Theiler Georges · Ständerat · 2015-03-11
Theiler Georges · Ständerat · Luzern · FDP-Liberale Fraktion · 2015-03-11
Wortprotokoll
Die Milchkuh-Initiative verlangt etwas, das eigentlich logisch und konsequent ist, nämlich die Verwendung der Mittel von der Strasse für die Strasse. Damit wird eigentlich dem Verursacherprinzip echt nachgelebt. Die negativen Seiten sind bekannt: Es fehlen uns 1,5 Milliarden Franken in der Bundeskasse. Das Abstimmungswochenende hat uns gezeigt, dass das Volk bei seinen Entscheidungen die Ausfälle in der Bundeskasse sehr wohl mitberücksichtigt.

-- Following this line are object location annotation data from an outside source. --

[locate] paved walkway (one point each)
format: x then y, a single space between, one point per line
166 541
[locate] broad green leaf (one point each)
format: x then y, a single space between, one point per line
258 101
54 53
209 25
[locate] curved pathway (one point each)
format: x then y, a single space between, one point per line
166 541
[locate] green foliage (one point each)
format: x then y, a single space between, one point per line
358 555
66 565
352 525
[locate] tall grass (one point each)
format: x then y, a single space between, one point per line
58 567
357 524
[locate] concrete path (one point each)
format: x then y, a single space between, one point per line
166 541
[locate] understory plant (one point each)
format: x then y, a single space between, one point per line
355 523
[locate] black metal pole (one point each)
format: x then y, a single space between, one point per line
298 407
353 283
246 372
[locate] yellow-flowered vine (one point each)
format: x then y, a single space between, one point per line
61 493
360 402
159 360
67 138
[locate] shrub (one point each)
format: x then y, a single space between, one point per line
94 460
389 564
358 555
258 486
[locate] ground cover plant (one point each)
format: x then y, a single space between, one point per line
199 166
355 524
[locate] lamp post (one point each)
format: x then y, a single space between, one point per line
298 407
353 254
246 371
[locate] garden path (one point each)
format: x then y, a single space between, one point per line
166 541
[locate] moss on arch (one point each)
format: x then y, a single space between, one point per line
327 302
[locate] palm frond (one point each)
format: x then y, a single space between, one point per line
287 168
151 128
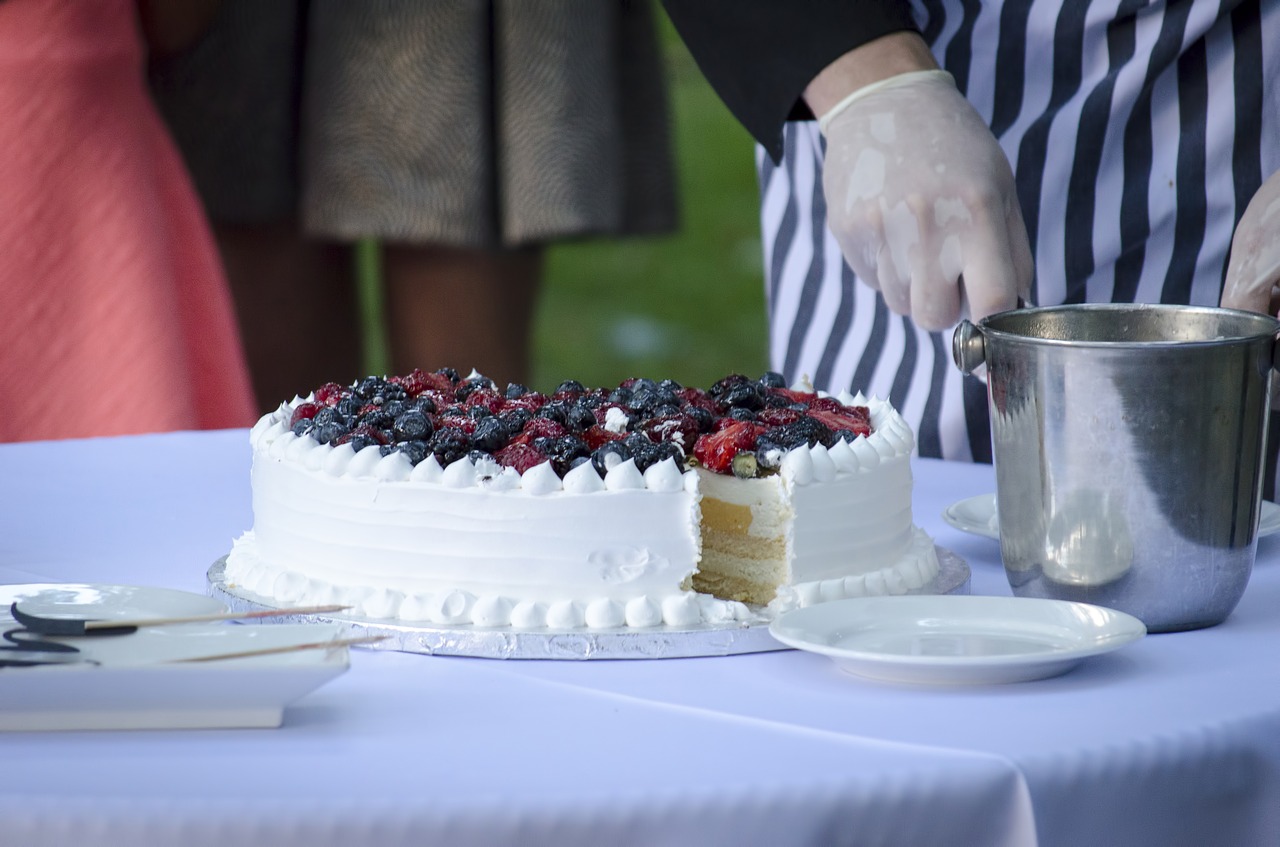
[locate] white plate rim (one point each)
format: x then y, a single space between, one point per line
958 514
115 601
790 628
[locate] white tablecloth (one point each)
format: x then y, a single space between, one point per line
1171 741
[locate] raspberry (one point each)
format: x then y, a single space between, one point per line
329 394
853 422
778 416
696 397
417 381
304 412
520 457
679 429
716 451
487 398
540 427
794 397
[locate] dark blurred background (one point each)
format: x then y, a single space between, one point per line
688 306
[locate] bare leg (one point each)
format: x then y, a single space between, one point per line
297 308
461 308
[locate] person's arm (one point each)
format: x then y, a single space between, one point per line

Die Strasse, das muss man leider feststellen, ist während Jahren vernachlässigt worden. Die kritischen Ursachen für Staus wurden nicht oder viel zu spät beseitigt, und das hat zur Folge, dass es täglich zu riesigen Staus kommt. Diese Staus sind aber nicht einfach so zur Belustigung da, sie haben ihre volkswirtschaftlichen Auswirkungen, und diese sind verheerend; es sind Schäden in Milliardenhöhe. Dessen müssen Sie sich schon bewusst sein: Das eine kostet wie das andere. Aber natürlich fallen die Kosten nicht am gleichen Ort an. Letztlich bezahlen wir alle diese Staustunden aus unseren Geldbeuteln: Wenn der Handwerker eine Stunde warten muss, bis er endlich bei Ihnen ist, dann bezahlen Sie das selbstverständlich mit höheren Belastungen, die er Ihnen aufbrummen muss.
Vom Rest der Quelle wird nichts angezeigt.